On Friday, a senior adviser in the U.S. Department of Interior rescinded a January Trump administration decision to grant grazing allotments to Hammond Ranches in the Burns, OR area.


Steven Hammond and his father Dwight were both convicted of arson for setting fire to rangeland that eventually spilled on to federal property. The two men were sent to prison for mandatory five-year sentences. That led to the armed occupation of the Malheur National Wildlife Refuge for 41 days in 2016, and the eventual death of one occupier shot to death by Oregon State Police.
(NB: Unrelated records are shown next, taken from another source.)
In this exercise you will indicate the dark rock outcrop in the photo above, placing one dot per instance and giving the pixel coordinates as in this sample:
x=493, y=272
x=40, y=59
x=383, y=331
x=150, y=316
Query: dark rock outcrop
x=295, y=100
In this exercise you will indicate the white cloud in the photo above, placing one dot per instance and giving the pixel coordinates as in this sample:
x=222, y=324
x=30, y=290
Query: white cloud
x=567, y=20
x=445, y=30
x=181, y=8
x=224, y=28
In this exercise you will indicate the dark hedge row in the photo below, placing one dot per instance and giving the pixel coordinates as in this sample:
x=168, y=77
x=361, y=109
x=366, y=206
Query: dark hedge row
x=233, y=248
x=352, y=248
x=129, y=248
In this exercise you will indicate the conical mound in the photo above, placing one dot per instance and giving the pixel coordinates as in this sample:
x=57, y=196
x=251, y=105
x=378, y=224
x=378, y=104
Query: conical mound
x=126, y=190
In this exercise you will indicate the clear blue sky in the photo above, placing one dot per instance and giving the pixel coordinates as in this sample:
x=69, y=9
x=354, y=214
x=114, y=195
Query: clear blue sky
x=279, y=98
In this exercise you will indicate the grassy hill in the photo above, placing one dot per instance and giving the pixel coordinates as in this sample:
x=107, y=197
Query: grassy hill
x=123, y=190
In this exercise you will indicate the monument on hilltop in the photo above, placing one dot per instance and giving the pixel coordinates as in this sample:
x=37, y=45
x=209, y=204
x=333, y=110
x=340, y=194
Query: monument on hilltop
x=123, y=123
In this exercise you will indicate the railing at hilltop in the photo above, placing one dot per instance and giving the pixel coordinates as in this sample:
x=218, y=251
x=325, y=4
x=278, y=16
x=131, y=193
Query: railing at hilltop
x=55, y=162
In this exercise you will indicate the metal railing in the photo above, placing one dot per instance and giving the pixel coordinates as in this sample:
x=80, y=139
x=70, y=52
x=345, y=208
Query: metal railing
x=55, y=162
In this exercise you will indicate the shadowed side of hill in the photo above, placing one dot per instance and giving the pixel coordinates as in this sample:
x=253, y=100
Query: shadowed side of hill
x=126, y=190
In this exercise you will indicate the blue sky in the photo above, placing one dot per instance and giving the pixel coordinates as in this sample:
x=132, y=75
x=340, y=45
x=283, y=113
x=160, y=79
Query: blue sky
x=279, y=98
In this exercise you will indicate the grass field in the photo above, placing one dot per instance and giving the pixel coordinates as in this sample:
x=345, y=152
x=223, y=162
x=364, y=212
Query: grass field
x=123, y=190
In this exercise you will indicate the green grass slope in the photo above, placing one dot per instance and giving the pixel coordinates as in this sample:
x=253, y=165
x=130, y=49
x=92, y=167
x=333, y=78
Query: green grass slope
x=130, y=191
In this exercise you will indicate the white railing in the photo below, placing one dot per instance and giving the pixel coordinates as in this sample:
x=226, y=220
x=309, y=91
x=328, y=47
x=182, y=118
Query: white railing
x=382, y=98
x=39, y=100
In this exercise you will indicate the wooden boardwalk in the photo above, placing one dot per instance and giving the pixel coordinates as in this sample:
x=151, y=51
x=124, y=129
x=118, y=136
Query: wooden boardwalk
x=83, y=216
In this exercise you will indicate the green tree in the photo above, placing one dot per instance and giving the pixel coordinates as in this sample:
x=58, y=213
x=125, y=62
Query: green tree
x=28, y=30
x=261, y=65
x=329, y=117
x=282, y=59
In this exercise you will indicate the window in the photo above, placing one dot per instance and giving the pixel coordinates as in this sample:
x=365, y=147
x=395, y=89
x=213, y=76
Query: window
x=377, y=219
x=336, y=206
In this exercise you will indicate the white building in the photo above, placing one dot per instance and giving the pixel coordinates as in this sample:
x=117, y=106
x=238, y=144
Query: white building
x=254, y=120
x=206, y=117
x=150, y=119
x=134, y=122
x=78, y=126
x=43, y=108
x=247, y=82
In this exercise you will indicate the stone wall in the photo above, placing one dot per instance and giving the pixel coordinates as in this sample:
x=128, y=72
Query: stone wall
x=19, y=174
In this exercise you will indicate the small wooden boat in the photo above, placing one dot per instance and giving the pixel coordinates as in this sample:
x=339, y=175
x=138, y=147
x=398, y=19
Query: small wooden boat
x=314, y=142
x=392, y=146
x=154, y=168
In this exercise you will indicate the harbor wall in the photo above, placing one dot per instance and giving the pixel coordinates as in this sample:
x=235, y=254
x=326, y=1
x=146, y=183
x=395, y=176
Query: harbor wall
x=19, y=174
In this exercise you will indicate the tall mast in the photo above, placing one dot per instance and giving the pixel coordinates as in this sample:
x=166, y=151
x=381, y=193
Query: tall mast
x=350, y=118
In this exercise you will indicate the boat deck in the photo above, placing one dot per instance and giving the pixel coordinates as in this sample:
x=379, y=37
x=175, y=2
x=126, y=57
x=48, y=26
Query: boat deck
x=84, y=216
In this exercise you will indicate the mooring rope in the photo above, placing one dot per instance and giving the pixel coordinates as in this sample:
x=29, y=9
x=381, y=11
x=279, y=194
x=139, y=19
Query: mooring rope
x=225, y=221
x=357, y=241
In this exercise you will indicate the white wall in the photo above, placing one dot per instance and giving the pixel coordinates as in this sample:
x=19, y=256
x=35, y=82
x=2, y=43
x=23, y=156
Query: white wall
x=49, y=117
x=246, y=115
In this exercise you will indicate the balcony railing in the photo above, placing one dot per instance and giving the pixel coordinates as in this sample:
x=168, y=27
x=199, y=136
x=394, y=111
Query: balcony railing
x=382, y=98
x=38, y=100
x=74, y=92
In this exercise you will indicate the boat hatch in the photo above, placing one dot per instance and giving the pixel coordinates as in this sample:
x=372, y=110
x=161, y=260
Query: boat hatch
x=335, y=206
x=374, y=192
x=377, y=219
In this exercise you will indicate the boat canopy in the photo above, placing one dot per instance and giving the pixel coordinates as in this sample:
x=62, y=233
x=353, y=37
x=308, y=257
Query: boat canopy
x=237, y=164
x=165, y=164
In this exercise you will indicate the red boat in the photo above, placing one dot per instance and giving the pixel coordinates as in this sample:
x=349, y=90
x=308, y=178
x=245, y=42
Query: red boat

The new memo released late last week says the Trump administration had not allowed for sufficient time to receive and consider public challenges to the Hammond’s permit for Hammond Ranches Inc. That memo directed the Bureau of Land Management to further consider the matter.

Following Friday's memo, the Oregon Farm Bureau released this statement:

The Hammond family are long-standing pillars of the Harney County community who have been subjected to continued government overreach while sustainably managing their ranch for the benefit of the local community, local ecosystems, and generations of their family. The decision to issue their grazing permit should be a criteria-based process, and one that BLM approaches objectively. The Hammonds have demonstrated several times that all applicable factors favor them being restored their permit, including the family’s record of stewardship, their ownership of intermingled private land and several range improvements, and their contributions to the local economy.

It is fundamentally unfair to continually subject this family to ever-changing regulatory whims, and in the process, jeopardize their livelihood, proper rangeland management, and ability to fully utilize their private lands. The Hammond’s permit should be restored, and the family should be allowed to move forward with their lives in peace.